WU in Delhi is 1443.4 MCM a year: 364 MCM from Nw, 249 MCM from Rf, 1.4 from TPPs, and 829 MCM from distribution losses and wastage. Much of this flow is through unlined open drains. Approximately 10% (144.3 MCM a year) of this WU is assumed to recharge groundwater [20], another 10% is lost through EaU, 30% (~433 MCM a year) mixes with sewage going into the wastewater treatment plants, and the remaining 721.6 MCM leaves the city as unutilized water. Of the total water used for urban end-uses, 80% comes out as WT. This, when added to the diverted WU of 433 MCM (30% of total WU) brings the value of total WT (load on the wastewater treatment plants) to 989.4 MCM a year. Of the volume of wastewater treated annually, 7.4 MCM is used in TPPs as cooling water, 78.5 MCM in agriculture for ‘irrigation’, and ~2 MCM in public parks (irrigation) and other commercial areas (cleaning, etc.). WR in domestic and industrial sectors is negligible. Total WR is thus estimated to be ~87.9 MCM a year; which implies that 901.5 MCM flows back to the hydrosphere every year.
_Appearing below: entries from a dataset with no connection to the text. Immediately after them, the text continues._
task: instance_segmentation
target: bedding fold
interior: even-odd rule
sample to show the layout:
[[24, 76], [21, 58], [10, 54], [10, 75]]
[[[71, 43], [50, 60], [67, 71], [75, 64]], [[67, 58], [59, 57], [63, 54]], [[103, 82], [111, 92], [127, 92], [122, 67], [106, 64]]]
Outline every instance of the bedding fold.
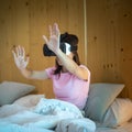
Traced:
[[55, 132], [95, 132], [96, 123], [88, 118], [82, 119], [64, 119], [62, 120]]

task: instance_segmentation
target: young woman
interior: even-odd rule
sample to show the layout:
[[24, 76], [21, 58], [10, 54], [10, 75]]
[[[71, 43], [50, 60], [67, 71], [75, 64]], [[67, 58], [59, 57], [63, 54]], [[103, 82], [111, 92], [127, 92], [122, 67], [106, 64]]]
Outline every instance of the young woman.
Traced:
[[[55, 54], [56, 65], [41, 72], [30, 70], [26, 68], [29, 57], [25, 57], [24, 48], [18, 46], [12, 51], [16, 67], [30, 79], [51, 78], [56, 99], [68, 101], [82, 109], [88, 97], [90, 72], [79, 63], [78, 37], [68, 33], [61, 34], [58, 25], [54, 23], [50, 26], [50, 38], [45, 35], [43, 38], [48, 50]], [[65, 52], [61, 50], [61, 45], [65, 45]]]

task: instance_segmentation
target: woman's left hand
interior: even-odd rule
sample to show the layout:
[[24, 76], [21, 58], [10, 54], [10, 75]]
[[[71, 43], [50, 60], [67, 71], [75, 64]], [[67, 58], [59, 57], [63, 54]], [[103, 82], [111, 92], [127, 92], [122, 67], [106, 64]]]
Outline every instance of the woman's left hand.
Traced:
[[53, 26], [50, 25], [50, 40], [43, 35], [44, 41], [46, 42], [48, 48], [56, 53], [59, 50], [59, 29], [57, 23], [54, 23]]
3.4. Hydrological Performance

Hydrological performance indicators for Delhi are summarized in Table 4. WUI of Delhi is about 2.5 times greater than those of Australian cities [8]. One of the reasons for the high WUI in Delhi could be the inclusion of rural areas (where agriculture is a big end-use sector) in the model. Since water demand for agriculture is just 38% of the total water demand of the region, it means that a significant amount of water is wasted in the form of leakage in water supply infrastructure and as runoff (given the absence of water storage structures).
The share of the centralized water supply is ~67%, which is low and points to the existence of a private water market. If one accounts for the 20% water losses in the form of infiltration and evaporation [20] the OWB should be at the most 120%. In Delhi, this is 136.7%, indicating that water inflows add to the existing stock of water.
Delhi is a net water deficit region because even under the best-case scenario, Rf can meet only 65.3% of Delhi’s current water needs (based on TUR) and can replace ~50.7% of the decentralized and 97% of the centralized supply. Therefore, water demand of the city far exceeds the natural water resources it has been endowed with. The supply from river Yamuna therefore must be augmented at all costs. Due to the lack of rainwater harvesting facilities in the city, Rf is not able to attain its potential value of 65% (TUR). The key to sustainable water supply for Delhi then, is the utilization of WT (use potential is 78.2%). If we consider the potential of rainfall utilization coupled with strategies that reduce water losses in the system and realistic domestic water supply norms, Delhi has the potential to be a net water exporter in the short term, and to evolve over time to become a water sustainable city.
The OTR is 7.91, which means that water remains in the city for ~46 days before it leaves the system. We do not have similar data for other regions to judge whether the residence time for Delhi is high or low. The ATR for Delhi is 5.08, which validated by presence of pollution in its water bodies [14,21]. Delhi’s RTR is 2.83 times a year, which reflects on the poor stormwater management and presence of frequent urban flooding.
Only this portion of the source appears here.